US blames Pakistan’s coddling of terror for escalating tensions, asks Islamabad to ‘combat and delegitimize’ terror groups
WASHINGTON: Pakistan is being blamed for the escalation of tensions in the Indian subcontinent. Its coddling of UN-designated terrorists and terror groups and its launching cross-border terrorism into India is being seen by the Obamaadministration as the provocation – if not justification — for New Delhi’s decision to conduct a one-time, demonstrative, surgical strike at terrorist launch pads across the Line of Control in Kashmir.
Briefings at the White House and the State Department on Thursday left little doubt which side of the military and diplomatic face-off the United States is on, even as it counseled calm and restraint in the region.

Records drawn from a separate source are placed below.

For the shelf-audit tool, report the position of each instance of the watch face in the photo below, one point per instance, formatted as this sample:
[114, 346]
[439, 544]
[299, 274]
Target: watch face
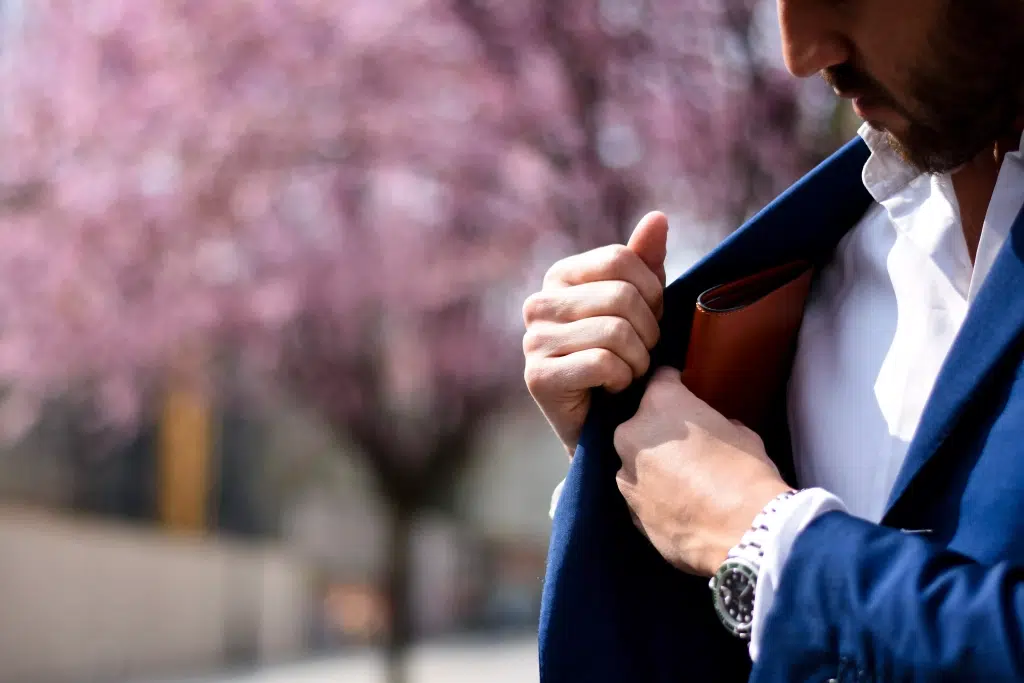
[733, 587]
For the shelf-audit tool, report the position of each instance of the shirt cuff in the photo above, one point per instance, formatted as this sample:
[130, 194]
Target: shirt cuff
[555, 495]
[793, 516]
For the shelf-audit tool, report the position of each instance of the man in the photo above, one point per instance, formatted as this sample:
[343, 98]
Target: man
[900, 557]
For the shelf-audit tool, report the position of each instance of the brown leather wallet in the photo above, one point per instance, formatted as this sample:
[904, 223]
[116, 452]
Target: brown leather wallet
[742, 340]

US officials explicitly cited the presence of proscribed terrorist groups inside Pakistan in the context of India’s neutralizing actions across the Line of Control, action that they did not condemn explicitly (and was therefore seen in some quarters as an implicit approval given the accompanying censure of Pakistan.)
Pakistan’s insistence that there was no such surgical strike by India gave Washington an easy way out. But there was no mistaking where the US put the responsibility for rising tensions.
“We’ve repeatedly expressed our concerns regarding the danger that terrorism poses to the region. And we all know that terrorism, in many ways, knows no border. We continue to urge actions to combat and delegitimize terrorist groups like LeT and the Haqqani Network, Jaish-e-Mohammad,” State Department spokesman John Kirby said when asked about India’s actions.
Kirby confirmed that US secretary of state John Kery had one conversation with his Indian counterpart Sushma Swaraj in which “he condemned terrorism in all its forms and he cautioned against any escalation in tensions,” while reiterating his “strong condemnation of the September 18th Uri attack.”